# Custom video source

*Estimated read time: 6 minutes*

This guide shows how to plug non-standard video sources into DeGirum PySDK—things like PiCamera2, GStreamer appsink, proprietary SDKs, image sequences, screen captures, or preprocessed frames.

For common sources (webcam, file path, RTSP URL), use `degirum_tools.predict_stream(model, source)`. When you need **c**ustom capture, inline processing, or per-frame metadata, use `predict_batch` with your own generator.

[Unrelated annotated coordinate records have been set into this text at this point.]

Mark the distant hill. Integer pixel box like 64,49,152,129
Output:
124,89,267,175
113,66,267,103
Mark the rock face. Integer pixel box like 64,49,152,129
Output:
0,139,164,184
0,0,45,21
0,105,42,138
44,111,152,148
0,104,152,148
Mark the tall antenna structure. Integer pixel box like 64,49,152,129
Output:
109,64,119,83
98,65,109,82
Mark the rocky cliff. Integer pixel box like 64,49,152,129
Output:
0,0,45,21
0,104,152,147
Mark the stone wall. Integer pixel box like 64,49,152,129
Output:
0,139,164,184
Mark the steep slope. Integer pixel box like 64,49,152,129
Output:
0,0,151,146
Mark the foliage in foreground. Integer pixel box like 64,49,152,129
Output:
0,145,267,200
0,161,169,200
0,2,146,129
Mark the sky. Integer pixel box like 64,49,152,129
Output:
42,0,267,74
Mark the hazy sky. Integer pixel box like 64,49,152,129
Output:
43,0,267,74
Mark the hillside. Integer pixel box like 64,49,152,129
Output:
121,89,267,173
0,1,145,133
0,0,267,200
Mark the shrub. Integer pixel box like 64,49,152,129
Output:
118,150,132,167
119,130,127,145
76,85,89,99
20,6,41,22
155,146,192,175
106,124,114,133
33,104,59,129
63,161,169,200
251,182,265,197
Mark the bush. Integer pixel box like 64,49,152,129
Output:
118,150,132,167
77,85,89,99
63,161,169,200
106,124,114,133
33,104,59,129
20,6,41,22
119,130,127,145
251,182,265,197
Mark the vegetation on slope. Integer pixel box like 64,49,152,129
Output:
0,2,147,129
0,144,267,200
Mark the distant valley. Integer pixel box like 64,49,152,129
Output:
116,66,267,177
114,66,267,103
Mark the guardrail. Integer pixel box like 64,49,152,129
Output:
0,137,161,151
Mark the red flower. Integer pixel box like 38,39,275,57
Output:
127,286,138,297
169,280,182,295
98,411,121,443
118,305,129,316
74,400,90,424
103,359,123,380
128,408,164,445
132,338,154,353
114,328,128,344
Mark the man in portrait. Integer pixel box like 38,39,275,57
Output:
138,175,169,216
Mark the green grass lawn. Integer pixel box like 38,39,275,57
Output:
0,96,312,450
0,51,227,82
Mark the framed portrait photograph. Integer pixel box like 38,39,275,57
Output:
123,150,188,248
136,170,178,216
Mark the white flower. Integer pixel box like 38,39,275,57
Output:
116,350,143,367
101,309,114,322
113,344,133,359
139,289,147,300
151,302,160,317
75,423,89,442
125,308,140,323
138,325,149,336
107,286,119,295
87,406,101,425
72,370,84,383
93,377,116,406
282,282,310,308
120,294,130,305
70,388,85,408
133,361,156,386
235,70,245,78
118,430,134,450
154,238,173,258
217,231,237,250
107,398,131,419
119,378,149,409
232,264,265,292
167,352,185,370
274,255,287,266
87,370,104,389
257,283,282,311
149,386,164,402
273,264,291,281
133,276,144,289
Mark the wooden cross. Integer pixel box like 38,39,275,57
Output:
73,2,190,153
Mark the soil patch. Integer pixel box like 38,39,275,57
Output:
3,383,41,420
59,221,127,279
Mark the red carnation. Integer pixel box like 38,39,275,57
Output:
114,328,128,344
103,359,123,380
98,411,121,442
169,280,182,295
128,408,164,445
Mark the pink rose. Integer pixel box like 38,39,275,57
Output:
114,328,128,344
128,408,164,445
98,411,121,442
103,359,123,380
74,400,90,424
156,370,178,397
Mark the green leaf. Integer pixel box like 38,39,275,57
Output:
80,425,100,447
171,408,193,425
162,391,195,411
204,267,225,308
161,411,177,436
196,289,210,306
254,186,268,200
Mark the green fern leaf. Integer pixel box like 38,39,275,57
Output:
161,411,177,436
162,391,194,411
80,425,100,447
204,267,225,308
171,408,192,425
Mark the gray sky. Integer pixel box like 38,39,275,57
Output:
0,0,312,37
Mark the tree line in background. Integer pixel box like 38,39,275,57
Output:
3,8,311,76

## How predict\_batch works

`model.predict_batch(source_iterable)` accepts any Python iterator or generator that yields either:

* `frame`: a NumPy array shaped H×W×3, dtype=uint8, BGR format.
* `(frame, frame_info)`: same `frame` plus a free-form `dict` (`frame_info`) that is returned as `result.info`.

**This allows you to**:

* **Attach metadata**: for syncing, routing, or auditing (e.g., `{"camera_id":"dock-3","frame_index":42,"ts_ms":1712345678901}`).
* **Preprocess inline**: rotate, resize, crop, denoise, or convert colors before yielding.
* **Use any source**: PiCamera2, GStreamer, PyAV/FFmpeg, SDK callbacks, image folders, or synthetic frames.

## Lifecycle & flow

* **One result frame**: outputs are returned in order.
* **An analyzer** (if used): tile, track, and zone analyzers return a single merged result per frame.
* **Back-pressure aware**: `predict_batch` pulls frames at the model’s pace. Don’t busy—if you capture asynchronously, use a bounded queue and `yield` from it.
* **Termination**: stop iteration to end the stream. Always release devices and pipelines in a `finally` block inside your generator.
* **Errors handling**: skip bad frames, log, and continue. For a stuck backend, signal failure in `frame_info` or break and restart the pipeline.

## Common setup

{% code overflow="wrap" %}

```python
from degirum_tools import ModelSpec, Display, remote_assets
import degirum_tools
import cv2

# Describe & load the model once
model_spec = ModelSpec(
    model_name="yolov8n_coco--640x640_quant_axelera_metis_1",
    zoo_url="degirum/axelera",
    inference_host_address="@local",
    model_properties={
        "device_type": ["AXELERA/METIS"],
        "overlay_color": [(0, 255, 0)],
        # Optional: "output_class_set": {"car", "person"}  # filter labels
    },
)
model = model_spec.load_model()

# Sample asset (or use your own path, or 0 for webcam)
video_path = remote_assets("Traffic.mp4")
```

{% endcode %}

### Example: OpenCV source (with frame\_info)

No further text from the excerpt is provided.